Tuesday 26 March 2013

The Weight of Water



The Weight of Water
Sarah Crossan
London, Bloomsbury, 2013, 

If the Carnegie prize is looking for originality, this book is a winner. Written in the form of a collection of poems, The Weight of Water tells the story of Kasienka, a school girl who moves from Poland with her mother to search for her absent father.

I was not expecting this collection to tell such a brilliant story. When I flicked through, I thought it was an anthology, but instead, it is almost like a novel in it's detail and care. The structure of the poems adds meaning to the plot, as the way the words fall on the page reflect the narrator's feelings.

Kasienka has a hard time of it at school. She is instantly recognised as different - she has the wrong rucksack and her hair is too short. When one of the boys tries to be nice to her, rumours start to spread. Meanwhile, Kasienka's mother searches ardently for her husband, unable or unwilling to move on. Mother and daughter start to drift apart, as Kasienka longs for home, and her mother longs for love.

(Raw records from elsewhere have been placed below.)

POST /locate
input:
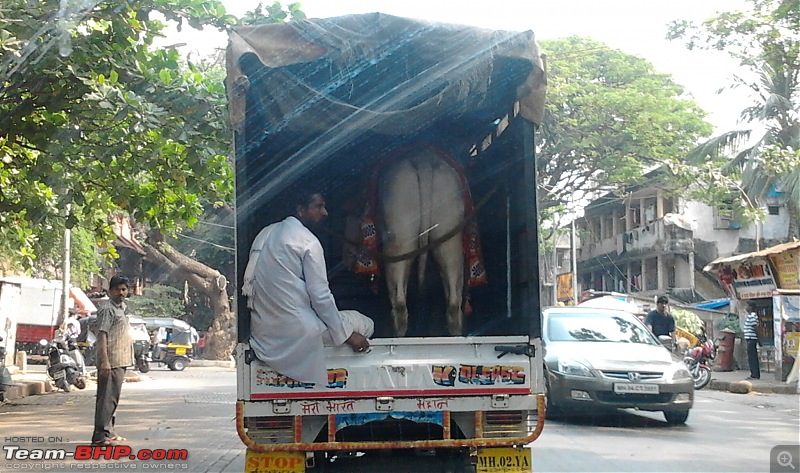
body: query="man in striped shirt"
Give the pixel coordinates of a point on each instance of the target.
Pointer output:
(751, 338)
(114, 355)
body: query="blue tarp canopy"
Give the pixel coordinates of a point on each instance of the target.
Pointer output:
(714, 304)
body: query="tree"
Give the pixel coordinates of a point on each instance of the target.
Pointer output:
(96, 120)
(763, 158)
(609, 118)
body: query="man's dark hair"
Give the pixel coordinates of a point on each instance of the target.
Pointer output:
(118, 280)
(303, 197)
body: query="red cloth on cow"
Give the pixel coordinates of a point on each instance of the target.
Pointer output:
(366, 255)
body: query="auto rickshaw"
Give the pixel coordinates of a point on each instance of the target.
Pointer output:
(141, 343)
(173, 342)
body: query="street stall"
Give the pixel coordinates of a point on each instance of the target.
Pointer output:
(769, 280)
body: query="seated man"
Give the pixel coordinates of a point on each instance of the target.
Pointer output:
(293, 310)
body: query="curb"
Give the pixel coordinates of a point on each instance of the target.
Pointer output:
(26, 388)
(746, 387)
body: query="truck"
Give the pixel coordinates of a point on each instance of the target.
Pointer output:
(39, 312)
(325, 101)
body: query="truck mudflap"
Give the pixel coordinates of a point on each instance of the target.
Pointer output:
(423, 393)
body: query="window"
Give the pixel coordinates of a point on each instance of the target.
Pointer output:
(724, 216)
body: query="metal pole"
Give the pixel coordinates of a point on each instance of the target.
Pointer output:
(573, 259)
(65, 280)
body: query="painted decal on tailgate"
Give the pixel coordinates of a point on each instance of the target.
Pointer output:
(478, 374)
(351, 420)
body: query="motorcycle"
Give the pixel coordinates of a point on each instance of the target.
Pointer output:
(65, 364)
(5, 375)
(697, 360)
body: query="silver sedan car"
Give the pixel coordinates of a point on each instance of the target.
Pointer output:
(607, 359)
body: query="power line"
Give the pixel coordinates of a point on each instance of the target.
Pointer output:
(226, 248)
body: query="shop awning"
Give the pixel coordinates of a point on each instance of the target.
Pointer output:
(713, 304)
(714, 265)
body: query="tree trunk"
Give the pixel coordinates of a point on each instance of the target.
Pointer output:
(793, 209)
(221, 337)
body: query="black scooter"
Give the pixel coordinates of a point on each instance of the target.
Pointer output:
(65, 364)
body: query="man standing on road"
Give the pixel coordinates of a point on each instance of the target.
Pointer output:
(751, 338)
(659, 321)
(294, 313)
(114, 355)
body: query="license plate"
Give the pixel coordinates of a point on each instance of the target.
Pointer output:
(274, 462)
(504, 460)
(635, 388)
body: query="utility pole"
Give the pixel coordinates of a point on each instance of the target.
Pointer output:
(573, 258)
(65, 280)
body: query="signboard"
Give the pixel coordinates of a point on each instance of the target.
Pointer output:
(564, 287)
(750, 279)
(787, 268)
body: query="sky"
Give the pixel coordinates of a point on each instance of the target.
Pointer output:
(636, 27)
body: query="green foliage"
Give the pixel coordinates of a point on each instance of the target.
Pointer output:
(730, 322)
(157, 301)
(609, 117)
(84, 260)
(94, 119)
(688, 320)
(765, 40)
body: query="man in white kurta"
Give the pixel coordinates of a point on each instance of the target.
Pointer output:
(292, 306)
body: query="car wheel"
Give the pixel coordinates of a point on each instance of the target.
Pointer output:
(550, 409)
(676, 417)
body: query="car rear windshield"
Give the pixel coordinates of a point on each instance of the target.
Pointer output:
(596, 327)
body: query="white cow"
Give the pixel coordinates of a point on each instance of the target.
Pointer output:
(420, 203)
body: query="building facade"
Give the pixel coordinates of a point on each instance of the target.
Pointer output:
(651, 242)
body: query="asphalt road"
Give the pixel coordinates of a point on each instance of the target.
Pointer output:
(194, 410)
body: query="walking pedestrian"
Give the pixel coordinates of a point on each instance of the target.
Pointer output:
(114, 355)
(751, 339)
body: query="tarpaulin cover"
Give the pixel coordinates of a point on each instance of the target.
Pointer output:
(380, 73)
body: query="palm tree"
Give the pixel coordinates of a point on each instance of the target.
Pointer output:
(765, 157)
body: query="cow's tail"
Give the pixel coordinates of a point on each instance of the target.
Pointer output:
(425, 170)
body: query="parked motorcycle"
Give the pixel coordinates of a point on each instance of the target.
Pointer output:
(5, 375)
(65, 364)
(697, 360)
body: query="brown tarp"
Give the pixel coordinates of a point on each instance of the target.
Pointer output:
(380, 73)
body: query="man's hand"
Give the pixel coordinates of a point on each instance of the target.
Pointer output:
(357, 342)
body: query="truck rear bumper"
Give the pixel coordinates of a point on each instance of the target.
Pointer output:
(491, 429)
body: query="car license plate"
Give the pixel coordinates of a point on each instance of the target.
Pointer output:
(635, 388)
(274, 462)
(504, 460)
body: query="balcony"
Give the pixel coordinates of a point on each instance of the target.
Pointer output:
(665, 235)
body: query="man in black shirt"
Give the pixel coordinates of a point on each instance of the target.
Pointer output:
(659, 321)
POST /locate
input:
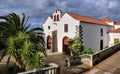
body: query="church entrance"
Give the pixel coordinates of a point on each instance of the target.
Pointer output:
(54, 41)
(101, 44)
(66, 48)
(49, 42)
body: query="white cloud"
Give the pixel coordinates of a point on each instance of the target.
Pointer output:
(40, 9)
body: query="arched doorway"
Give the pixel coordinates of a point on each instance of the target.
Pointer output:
(49, 42)
(66, 48)
(101, 44)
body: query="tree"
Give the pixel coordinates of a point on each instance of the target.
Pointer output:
(18, 39)
(24, 52)
(12, 24)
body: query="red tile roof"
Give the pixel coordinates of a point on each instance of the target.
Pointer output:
(87, 19)
(115, 31)
(51, 17)
(107, 20)
(116, 23)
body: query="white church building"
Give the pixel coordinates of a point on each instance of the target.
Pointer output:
(94, 33)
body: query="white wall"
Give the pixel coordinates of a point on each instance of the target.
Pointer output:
(112, 37)
(66, 19)
(47, 31)
(92, 36)
(116, 26)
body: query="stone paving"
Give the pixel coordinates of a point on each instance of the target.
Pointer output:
(109, 66)
(59, 58)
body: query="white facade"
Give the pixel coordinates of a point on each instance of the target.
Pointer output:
(91, 32)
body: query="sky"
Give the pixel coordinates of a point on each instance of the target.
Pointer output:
(39, 10)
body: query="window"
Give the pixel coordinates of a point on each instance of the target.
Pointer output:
(116, 40)
(66, 28)
(54, 17)
(101, 32)
(48, 27)
(57, 17)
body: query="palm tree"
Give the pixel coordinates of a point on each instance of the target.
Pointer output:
(11, 25)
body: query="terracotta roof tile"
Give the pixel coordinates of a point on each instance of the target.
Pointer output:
(107, 20)
(87, 19)
(116, 23)
(51, 17)
(115, 31)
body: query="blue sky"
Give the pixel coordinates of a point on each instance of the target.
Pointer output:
(39, 10)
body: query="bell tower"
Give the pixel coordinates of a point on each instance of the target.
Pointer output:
(56, 15)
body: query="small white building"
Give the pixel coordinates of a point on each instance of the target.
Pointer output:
(94, 33)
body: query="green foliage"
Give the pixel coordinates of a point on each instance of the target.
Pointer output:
(25, 51)
(77, 48)
(75, 45)
(30, 56)
(87, 51)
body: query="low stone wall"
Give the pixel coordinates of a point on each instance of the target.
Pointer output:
(102, 55)
(52, 69)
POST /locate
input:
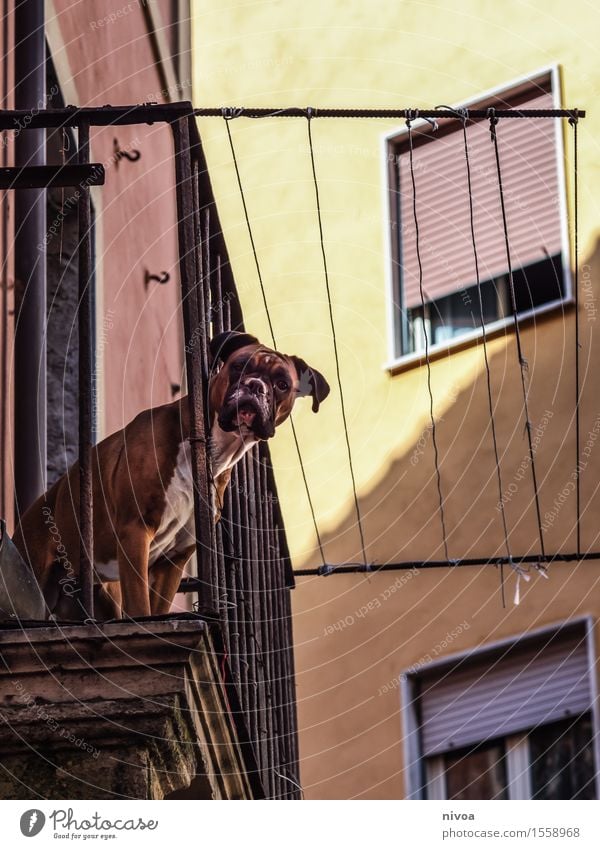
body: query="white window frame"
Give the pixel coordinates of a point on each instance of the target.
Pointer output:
(389, 141)
(429, 772)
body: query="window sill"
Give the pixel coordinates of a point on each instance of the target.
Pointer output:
(504, 327)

Recently, I have been reading poetry written by the students at my school, many of whom have lived a life like Kasienka - displaced, fatherless, outside. The poems in The Weight of Water are beautifully written - so convincing that I had to check Sarah Crossan's biography because I was convinced these were written from experience. I'm learning to appreciate poetry as a method of story-telling, and Crossan's book is a brilliant example of this technique on a grand scale. This is such an incredibly unique way to tell a story, and I now want more of the same!